Biological mechanisms of sodium nitroprusside in enhancing quality of Radix Paeoniae Rubra and Radix Paeoniae Alba

Kai Zhao¹Yafei You¹Daiqian Deng²Qiujun Du¹Zixian Guo¹Lei Liu¹Xiangcai Meng^1*

• ¹Heilongjiang University of Chinese Medicine, Harbin, China
• ²Mudanjiang Medical University, Mudanjiang, China

Both Paeoniae Radix Alba (RAP) and Paeoniae Radix Rubra (RRP) are important botanical drugs used in Asian countries. Although they are both derived from the roots of Paeonia lactiflora Pall., they exhibit distinct pharmacological properties due to differences in germplasm and processing methods. Due to overwhelming market demand, the cultivated varieties have become the primary source to compensate for insufficient wild resources, which have led to decreased medicinal quality. This study aimed to address this quality decline and put forward a hypothesis that exogenous nitric oxide (NO) induces the reactive oxygen species (ROS)-mediated enhancement of secondary metabolism in fresh roots of P. lactiflora, thereby improving medicinal quality. Fresh roots of P. lactiflora germplasm for Paeoniae Radix Rubra production (RRP-germplasm) and for Paeoniae Radix Alba production (RAP-germplasm) were treated with sodium nitroprusside (SNP) at concentrations of 0.0, 0.1, 0.5, or 2.5 mmol/L to induce ROS bursts.
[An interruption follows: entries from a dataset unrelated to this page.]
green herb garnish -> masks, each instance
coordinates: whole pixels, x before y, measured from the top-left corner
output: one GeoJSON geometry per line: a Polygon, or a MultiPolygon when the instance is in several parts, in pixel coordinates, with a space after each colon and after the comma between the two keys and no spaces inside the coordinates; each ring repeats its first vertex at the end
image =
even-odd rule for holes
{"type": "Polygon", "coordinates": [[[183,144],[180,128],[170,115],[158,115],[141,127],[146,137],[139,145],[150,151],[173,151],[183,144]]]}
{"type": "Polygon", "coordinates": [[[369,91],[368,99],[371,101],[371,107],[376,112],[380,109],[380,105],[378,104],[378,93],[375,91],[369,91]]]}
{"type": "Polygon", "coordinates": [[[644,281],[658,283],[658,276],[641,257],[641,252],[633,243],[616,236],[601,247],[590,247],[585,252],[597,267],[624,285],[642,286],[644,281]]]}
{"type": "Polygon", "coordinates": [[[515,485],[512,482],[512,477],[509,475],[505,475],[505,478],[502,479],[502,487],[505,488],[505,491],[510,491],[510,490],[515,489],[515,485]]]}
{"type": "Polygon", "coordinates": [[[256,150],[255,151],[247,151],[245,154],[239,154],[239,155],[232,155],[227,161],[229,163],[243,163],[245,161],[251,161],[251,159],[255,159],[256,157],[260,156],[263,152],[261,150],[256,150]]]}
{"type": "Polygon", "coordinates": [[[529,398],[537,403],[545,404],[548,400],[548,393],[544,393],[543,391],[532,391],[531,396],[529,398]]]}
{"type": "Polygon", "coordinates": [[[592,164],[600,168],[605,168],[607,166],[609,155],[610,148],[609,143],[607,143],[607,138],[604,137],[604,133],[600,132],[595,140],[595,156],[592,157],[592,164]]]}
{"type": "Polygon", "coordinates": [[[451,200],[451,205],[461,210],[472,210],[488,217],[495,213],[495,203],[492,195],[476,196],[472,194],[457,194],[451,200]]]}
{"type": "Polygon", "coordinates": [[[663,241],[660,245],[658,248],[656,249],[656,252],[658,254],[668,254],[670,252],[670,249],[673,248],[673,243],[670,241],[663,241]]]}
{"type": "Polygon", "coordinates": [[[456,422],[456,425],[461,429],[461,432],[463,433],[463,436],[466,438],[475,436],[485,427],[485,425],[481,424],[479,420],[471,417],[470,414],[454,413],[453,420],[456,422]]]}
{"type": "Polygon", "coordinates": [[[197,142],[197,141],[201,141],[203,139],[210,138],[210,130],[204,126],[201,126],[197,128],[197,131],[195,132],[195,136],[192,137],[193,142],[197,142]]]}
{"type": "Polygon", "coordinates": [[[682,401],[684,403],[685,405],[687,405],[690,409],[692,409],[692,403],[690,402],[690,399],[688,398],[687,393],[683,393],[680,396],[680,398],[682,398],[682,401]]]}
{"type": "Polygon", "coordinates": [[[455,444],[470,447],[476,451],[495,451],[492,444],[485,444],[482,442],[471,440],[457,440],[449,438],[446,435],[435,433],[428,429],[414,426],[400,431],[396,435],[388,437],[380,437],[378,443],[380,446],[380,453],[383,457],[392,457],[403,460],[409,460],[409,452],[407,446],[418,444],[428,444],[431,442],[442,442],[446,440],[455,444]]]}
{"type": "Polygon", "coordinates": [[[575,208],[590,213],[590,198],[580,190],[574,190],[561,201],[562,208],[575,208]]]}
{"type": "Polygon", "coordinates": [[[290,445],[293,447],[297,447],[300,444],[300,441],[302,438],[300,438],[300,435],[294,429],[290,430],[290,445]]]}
In the fresh roots of RRP-germplasm treated with 0.5 mmol/L SNP, the secondary metabolites paeoniflorin, albiflorin, oxypaeoniflorin, gallic acid, catechin, and paeonol were elevated by 19.1%, 205.4%, 115.4%, 19.9%, 201.0%, and 585.2%, respectively, and in the fresh roots of RAP-germplasm treated with 2.5 mmol/L SNP, the major secondary metabolites paeoniflorin, albiflorin, oxypaeoniflorin, gallic acid, catechin, and benzoic acid showed increases of 25.4%, 70.4%, 95.1%, 6.7%, 86.5%, and 33.6%, respectively. Moreover, experiments involving combined treatment with SNP and ROS scavengers demonstrated that ROS act as the key mediator linking exogenous NO to the secondary metabolism of P. lactiflora: scavenging ROS significantly attenuated the SNP-induced accumulation of target secondary metabolites. Combined with the above findings of SNP promoting secondary metabolite synthesis, this study confirms that exogenous NO can improve the quality of cultivated RAP and RRP via ROS-mediated secondary metabolism, and clarifies the NO-ROS-secondary metabolism regulatory axis, offering insights for other medicinal plants' quality improvement.